We’ll give Prime Minister Justin Trudeau this much: Of all the family friends who are governing members of the Pierre Elliott Trudeau Foundation that he could have named as his special rapporteur, David Johnston is by far the best qualified.
On Wednesday, Mr. Trudeau said Mr. Johnston, a former governor-general, will be his handpicked point person in an ad hoc probe into foreign election interference.
The rapporteur position is Mr. Trudeau’s response to the growing clamour for a full public inquiry after reporting from The Globe and Mail and Global News laid bare meddling by China in the 2019 and 2021 federal elections.
When Mr. Trudeau announced the creation of a special rapporteur on March 6, he hit on a critical point: that “all Canadians regardless of who they voted for or didn’t vote for” should be able to find reassurance in the process, and that the “level of partisan disagreements” was making it difficult for any party, his included, to provide such reassurances.
The Prime Minister was correct. All Canadians are owed reassurance that our electoral system has been reinforced against Beijing’s meddling. And partisan considerations have indeed obstructed efforts to get to the bottom of what happened in the past two elections, and what Ottawa did about it.
There’s no better example of mindless partisanship than the smug stonewalling of the Liberal MPs on the Standing Committee on Procedure and House Affairs, now entering a third week of filibustering on a straightforward motion for testimony from Liberal chief of staff Katie Telford.
Mr. Trudeau’s naming of Mr. Johnston is in line with those tactics. If the Prime Minister had been sincere in his worries about reassuring all Canadians, he would have taken a much different approach and acceded to the demands of opposition leaders that a special rapporteur be jointly agreed upon.
Cross-partisan support would have guaranteed that a special rapporteur’s findings would be taken seriously by Canadians of good will. It may have been difficult to come up with a mutually acceptable name but, according to Mr. Trudeau, there were many possible eminent candidates. Finding one, perhaps by looking beyond the two dozen or so members of the Trudeau foundation, should not have been impossible.
Instead, we have the unilateral appointment of Mr. Johnston, a clear indication that Mr. Trudeau still does not seem to grasp that Beijing’s meddling has corroded confidence in the inviolability of our electoral system.
Mr. Johnston is not the right person to restore that confidence. His personal connections to Mr. Trudeau should disqualify him. This is not to question his accomplishments, or his integrity. As governor-general, he served this country with dignity, a capstone to his career in public service.

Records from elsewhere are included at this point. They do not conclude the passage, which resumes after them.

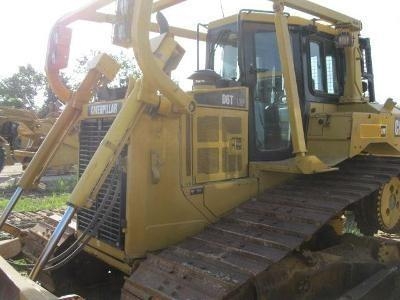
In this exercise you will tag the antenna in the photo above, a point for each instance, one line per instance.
(222, 8)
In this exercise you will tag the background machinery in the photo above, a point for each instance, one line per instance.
(22, 132)
(235, 189)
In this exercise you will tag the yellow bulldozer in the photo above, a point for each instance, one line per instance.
(236, 189)
(22, 132)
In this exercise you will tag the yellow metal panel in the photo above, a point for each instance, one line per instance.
(222, 196)
(373, 131)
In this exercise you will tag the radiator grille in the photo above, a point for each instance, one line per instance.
(91, 134)
(219, 145)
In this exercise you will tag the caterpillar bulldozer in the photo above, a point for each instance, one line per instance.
(22, 132)
(237, 188)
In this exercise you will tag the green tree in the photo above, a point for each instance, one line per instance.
(128, 68)
(21, 88)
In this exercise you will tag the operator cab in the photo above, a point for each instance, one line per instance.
(244, 49)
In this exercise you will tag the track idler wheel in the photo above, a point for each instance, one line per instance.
(388, 206)
(381, 210)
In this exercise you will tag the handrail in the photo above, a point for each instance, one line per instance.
(152, 73)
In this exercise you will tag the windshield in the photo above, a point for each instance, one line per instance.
(223, 52)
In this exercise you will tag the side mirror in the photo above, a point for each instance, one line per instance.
(364, 86)
(122, 28)
(59, 46)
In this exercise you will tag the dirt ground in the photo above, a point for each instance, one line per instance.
(10, 174)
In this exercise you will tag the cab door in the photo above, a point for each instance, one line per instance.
(269, 128)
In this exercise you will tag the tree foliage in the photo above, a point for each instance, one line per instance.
(21, 88)
(24, 88)
(128, 67)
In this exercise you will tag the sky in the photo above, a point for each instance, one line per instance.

The Liberals have pointed to his time as governor-general as proof of his fitness for the role of special rapporteur, particularly since he was appointed by a Conservative, former prime minister Stephen Harper.
But the opposite is true. By thrusting a former governor-general into the middle of a partisan fray, the Liberals risk introducing a political taint to the vice-regal office. Already, the leaders of both the Conservatives and the Bloc Québécois say they oppose Mr. Johnston’s appointment, a clear indication of the danger to which Mr. Trudeau has exposed him.
Governors-general should not be used for politics, either during or after their terms. The office’s independence must be safeguarded.
Then there is the clear and present danger to our institutions. Canadians need to have full confidence that our elections are not being influenced by foreign powers. They also deserve full disclosure from the Liberals.
Rather than do that, the Liberals are bending every effort to keep the issue out of the public eye, clearly preferring the resulting political damage to the perils of an open, independent inquiry.
It’s telling that Mr. Trudeau announced his action plan on foreign interference two weeks ago, more than 17 months after the 2021 election and only after The Globe brought the depth of Beijing’s meddling into public view.
The Prime Minister still refuses to implement a public inquiry. He refuses to allow the parliamentary committee investigating the matter to go about its business. And he continues to refuse to answer the three questions that Canadians deserve answers to: What did he know about Beijing’s meddling? When did he know it? And what did he do about it?